On peut administrer aux patients à haut risque non vaccinés contre la grippe et aux contacts des patients infectés par la grippe, de l'oseltamivir 75 mg po 1 fois/j ou du zanamivir 10 mg po 1 fois/j pendant 2 semaines et commencés dans les 48 h de l'exposition, ce qui peut prévenir la grippe (bien qu'une résistance à l'oseltamivir ait récemment été décrite).

L'arrêt du tabac peut réduire le risque de développer une pneumonie.

Points clés

  • La pneumonie acquise en ville est l'une des principales causes de décès aux États-Unis et dans le monde.

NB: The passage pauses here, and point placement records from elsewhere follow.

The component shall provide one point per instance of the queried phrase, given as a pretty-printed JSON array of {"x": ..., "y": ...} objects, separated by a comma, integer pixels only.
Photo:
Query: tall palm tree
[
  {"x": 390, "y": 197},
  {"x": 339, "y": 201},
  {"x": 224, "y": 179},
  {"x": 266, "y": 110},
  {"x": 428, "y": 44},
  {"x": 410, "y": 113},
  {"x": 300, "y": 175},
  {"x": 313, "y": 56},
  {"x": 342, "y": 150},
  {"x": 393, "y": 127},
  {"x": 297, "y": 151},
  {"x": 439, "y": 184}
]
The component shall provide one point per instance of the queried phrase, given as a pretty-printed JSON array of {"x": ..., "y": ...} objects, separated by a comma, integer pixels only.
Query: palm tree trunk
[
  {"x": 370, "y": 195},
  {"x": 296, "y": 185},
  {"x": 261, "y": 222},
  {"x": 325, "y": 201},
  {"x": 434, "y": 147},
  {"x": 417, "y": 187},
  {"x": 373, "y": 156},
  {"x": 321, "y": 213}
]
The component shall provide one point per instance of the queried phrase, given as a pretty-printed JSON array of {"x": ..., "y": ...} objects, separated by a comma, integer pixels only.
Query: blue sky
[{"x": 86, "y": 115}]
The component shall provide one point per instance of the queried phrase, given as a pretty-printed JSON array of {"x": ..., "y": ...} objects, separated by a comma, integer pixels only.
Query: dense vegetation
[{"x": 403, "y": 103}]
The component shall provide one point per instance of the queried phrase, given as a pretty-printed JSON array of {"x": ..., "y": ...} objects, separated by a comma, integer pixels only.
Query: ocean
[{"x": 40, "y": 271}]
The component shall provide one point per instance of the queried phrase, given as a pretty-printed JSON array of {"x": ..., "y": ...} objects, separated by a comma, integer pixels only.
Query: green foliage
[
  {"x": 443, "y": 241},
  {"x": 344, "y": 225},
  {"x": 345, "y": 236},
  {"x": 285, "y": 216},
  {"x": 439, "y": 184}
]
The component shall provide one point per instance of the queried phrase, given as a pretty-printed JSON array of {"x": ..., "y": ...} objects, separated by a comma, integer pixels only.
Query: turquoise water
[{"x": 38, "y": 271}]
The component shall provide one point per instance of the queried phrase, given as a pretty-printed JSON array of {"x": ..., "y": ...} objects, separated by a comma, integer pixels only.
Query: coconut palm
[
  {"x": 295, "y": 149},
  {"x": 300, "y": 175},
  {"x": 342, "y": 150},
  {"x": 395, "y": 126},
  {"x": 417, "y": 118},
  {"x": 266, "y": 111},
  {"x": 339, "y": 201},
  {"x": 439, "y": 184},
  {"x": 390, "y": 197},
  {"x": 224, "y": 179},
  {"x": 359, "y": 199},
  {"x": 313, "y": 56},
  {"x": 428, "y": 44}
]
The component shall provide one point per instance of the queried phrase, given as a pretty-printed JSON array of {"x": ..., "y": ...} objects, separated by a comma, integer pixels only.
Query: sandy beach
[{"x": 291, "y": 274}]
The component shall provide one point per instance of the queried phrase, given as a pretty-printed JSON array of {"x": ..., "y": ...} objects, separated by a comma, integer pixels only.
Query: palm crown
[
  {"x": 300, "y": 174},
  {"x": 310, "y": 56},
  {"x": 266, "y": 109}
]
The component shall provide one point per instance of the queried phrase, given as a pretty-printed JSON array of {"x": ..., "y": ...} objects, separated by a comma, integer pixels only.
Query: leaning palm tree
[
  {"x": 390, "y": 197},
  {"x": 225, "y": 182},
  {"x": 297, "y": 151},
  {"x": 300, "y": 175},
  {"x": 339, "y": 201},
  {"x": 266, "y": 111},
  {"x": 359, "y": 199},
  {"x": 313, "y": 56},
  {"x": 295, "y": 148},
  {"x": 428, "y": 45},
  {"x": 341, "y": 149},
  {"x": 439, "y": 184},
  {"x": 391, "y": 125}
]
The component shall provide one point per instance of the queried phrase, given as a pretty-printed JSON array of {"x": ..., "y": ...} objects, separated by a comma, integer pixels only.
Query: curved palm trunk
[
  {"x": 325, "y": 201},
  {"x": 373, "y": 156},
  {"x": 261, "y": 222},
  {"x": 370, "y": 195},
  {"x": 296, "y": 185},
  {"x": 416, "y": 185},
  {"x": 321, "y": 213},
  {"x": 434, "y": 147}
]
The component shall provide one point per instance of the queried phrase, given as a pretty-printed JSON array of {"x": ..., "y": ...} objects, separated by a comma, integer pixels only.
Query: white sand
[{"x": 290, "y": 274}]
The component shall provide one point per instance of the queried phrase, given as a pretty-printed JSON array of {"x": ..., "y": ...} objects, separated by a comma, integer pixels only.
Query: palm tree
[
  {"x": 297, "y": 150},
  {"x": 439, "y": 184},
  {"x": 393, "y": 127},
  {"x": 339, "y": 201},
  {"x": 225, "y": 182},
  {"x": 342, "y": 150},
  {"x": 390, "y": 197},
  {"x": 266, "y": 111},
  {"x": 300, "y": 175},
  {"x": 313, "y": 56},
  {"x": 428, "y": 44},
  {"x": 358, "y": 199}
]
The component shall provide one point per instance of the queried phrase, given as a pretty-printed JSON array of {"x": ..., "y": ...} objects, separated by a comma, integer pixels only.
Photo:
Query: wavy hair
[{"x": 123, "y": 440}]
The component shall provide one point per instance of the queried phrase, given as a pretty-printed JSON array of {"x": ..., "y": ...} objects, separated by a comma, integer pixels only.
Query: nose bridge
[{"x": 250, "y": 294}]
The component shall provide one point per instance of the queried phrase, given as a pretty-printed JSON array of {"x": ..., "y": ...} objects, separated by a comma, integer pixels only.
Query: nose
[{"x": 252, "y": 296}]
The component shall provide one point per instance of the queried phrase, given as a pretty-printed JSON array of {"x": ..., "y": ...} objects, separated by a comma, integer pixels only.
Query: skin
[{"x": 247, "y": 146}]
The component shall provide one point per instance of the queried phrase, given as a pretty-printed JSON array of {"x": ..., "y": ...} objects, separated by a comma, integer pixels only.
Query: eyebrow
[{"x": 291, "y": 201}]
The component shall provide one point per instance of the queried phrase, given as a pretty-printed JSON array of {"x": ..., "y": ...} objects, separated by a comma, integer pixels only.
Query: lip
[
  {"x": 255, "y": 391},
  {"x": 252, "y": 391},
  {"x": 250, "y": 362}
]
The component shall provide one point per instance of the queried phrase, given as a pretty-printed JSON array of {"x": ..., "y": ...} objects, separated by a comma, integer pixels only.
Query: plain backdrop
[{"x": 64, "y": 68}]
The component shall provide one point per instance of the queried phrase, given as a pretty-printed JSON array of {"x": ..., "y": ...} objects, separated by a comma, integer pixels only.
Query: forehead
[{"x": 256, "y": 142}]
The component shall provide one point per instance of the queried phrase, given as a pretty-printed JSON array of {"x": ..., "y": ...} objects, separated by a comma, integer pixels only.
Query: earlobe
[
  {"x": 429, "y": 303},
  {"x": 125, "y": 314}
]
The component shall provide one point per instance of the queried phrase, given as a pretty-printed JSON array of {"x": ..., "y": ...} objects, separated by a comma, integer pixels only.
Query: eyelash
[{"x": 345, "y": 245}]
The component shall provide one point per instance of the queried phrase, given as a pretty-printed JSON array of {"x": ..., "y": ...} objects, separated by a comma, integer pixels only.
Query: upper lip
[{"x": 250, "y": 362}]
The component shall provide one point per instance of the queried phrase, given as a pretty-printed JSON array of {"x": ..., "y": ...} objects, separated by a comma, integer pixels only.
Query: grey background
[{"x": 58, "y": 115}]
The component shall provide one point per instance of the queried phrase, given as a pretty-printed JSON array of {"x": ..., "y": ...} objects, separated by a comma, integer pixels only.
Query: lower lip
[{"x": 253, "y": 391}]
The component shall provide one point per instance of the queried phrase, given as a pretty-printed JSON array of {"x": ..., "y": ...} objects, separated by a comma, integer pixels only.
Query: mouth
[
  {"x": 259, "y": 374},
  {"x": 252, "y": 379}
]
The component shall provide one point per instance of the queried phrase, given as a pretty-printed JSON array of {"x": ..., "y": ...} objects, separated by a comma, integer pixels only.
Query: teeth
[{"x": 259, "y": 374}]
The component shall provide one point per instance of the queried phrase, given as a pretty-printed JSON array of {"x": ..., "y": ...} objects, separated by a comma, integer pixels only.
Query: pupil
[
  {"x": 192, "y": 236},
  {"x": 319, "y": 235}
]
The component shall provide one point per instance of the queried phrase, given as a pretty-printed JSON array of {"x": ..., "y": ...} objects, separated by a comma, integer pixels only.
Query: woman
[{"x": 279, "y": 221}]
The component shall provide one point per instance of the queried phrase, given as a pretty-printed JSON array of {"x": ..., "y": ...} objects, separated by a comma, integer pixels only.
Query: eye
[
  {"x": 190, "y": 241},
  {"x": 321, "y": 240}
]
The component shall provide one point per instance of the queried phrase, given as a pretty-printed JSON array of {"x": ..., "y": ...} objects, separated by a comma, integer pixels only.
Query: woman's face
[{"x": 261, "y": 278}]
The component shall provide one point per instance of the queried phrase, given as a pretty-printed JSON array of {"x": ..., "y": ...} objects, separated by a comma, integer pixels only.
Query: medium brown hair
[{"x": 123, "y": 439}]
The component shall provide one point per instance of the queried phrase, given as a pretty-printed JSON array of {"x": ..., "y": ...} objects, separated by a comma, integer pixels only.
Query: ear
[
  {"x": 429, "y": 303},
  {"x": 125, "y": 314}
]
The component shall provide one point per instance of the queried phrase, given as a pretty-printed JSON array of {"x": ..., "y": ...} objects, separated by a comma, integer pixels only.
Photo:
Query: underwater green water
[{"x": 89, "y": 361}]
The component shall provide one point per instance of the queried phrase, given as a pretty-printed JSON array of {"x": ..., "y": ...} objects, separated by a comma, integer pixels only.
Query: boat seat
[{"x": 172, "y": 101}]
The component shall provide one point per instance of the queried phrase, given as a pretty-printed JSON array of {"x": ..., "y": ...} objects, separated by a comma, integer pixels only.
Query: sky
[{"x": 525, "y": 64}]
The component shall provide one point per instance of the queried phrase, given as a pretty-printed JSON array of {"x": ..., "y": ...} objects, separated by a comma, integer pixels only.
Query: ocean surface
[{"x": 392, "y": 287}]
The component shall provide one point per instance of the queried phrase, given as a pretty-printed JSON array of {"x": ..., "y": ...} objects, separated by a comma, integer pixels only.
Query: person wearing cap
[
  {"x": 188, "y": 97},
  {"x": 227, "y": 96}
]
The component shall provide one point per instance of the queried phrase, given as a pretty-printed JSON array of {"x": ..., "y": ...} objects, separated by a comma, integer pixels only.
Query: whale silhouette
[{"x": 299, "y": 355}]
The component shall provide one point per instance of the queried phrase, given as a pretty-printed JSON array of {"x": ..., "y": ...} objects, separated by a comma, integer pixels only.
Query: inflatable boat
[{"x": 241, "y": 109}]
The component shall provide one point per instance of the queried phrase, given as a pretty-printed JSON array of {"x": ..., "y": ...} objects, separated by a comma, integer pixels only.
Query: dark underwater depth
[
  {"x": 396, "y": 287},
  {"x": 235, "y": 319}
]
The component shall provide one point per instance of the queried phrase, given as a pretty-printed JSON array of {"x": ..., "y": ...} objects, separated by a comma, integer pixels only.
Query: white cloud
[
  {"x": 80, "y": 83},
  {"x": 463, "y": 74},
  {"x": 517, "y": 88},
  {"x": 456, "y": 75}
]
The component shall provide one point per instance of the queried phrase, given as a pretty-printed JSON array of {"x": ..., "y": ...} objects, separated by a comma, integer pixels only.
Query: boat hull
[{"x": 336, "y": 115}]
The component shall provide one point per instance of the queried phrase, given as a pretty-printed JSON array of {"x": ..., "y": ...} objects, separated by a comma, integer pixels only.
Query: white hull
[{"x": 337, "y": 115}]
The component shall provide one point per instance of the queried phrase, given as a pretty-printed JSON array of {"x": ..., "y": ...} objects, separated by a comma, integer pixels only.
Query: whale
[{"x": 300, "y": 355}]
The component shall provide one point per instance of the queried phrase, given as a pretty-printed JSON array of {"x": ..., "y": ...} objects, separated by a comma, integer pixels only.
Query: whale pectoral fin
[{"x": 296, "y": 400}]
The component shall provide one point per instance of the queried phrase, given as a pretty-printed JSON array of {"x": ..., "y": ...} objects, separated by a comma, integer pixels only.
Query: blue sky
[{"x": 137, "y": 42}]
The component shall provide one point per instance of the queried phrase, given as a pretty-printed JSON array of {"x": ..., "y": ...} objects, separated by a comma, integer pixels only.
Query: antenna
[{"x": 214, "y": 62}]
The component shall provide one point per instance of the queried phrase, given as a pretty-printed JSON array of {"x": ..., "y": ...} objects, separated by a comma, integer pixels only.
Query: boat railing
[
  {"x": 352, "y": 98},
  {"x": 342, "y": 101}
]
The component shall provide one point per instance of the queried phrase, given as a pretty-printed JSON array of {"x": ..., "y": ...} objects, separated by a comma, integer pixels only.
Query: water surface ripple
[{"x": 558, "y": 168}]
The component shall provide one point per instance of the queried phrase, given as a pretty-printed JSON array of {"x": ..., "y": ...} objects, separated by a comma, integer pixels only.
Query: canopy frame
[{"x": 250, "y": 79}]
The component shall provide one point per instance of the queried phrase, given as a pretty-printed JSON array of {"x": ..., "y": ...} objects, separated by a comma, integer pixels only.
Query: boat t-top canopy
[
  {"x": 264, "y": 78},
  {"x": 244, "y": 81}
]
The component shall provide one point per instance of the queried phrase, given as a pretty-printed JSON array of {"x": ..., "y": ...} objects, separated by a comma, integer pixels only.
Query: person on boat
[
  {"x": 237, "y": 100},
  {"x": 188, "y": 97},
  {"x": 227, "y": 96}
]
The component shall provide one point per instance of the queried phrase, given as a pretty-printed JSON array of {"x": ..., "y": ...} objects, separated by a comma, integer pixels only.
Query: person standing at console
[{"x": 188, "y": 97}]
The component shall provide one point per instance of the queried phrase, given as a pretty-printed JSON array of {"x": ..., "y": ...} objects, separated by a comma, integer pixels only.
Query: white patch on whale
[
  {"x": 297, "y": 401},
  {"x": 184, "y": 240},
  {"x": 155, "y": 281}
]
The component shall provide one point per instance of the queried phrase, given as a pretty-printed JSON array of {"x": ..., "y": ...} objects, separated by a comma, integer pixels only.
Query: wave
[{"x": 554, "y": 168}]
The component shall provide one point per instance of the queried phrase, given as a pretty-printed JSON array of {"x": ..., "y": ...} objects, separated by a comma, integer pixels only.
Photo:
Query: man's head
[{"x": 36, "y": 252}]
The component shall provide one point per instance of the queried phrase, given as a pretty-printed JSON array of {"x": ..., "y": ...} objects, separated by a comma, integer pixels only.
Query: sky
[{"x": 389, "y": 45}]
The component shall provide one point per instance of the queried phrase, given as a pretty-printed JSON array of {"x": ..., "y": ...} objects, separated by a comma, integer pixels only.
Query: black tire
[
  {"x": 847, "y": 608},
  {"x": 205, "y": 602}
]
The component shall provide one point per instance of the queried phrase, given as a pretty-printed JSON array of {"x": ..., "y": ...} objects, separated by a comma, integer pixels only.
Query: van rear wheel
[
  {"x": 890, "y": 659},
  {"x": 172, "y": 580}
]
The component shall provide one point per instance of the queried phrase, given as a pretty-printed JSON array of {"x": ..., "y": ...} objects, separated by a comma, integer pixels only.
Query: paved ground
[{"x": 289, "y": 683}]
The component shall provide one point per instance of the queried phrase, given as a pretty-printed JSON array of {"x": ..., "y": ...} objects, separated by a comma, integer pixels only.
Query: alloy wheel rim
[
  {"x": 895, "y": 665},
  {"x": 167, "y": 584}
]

  • La symptomatologie fréquente comprend la toux, la fièvre, des frissons, une fatigue, une dyspnée, des frissons, la production de crachats et une douleur pleurale.

  • Traiter les patients atteints de pneumonie à risque faible ou modéré par des antibiotiques empiriques sans test destiné à identifier l'agent pathogène en cause.

  • Hospitaliser les patients qui ont de multiples facteurs de risque, comme mis en évidence par les outils d'évaluation des risques.

  • Envisager d'autres diagnostics, dont l'embolie pulmonaire, en particulier si la symptomatologie de la pneumonie n'est pas typique.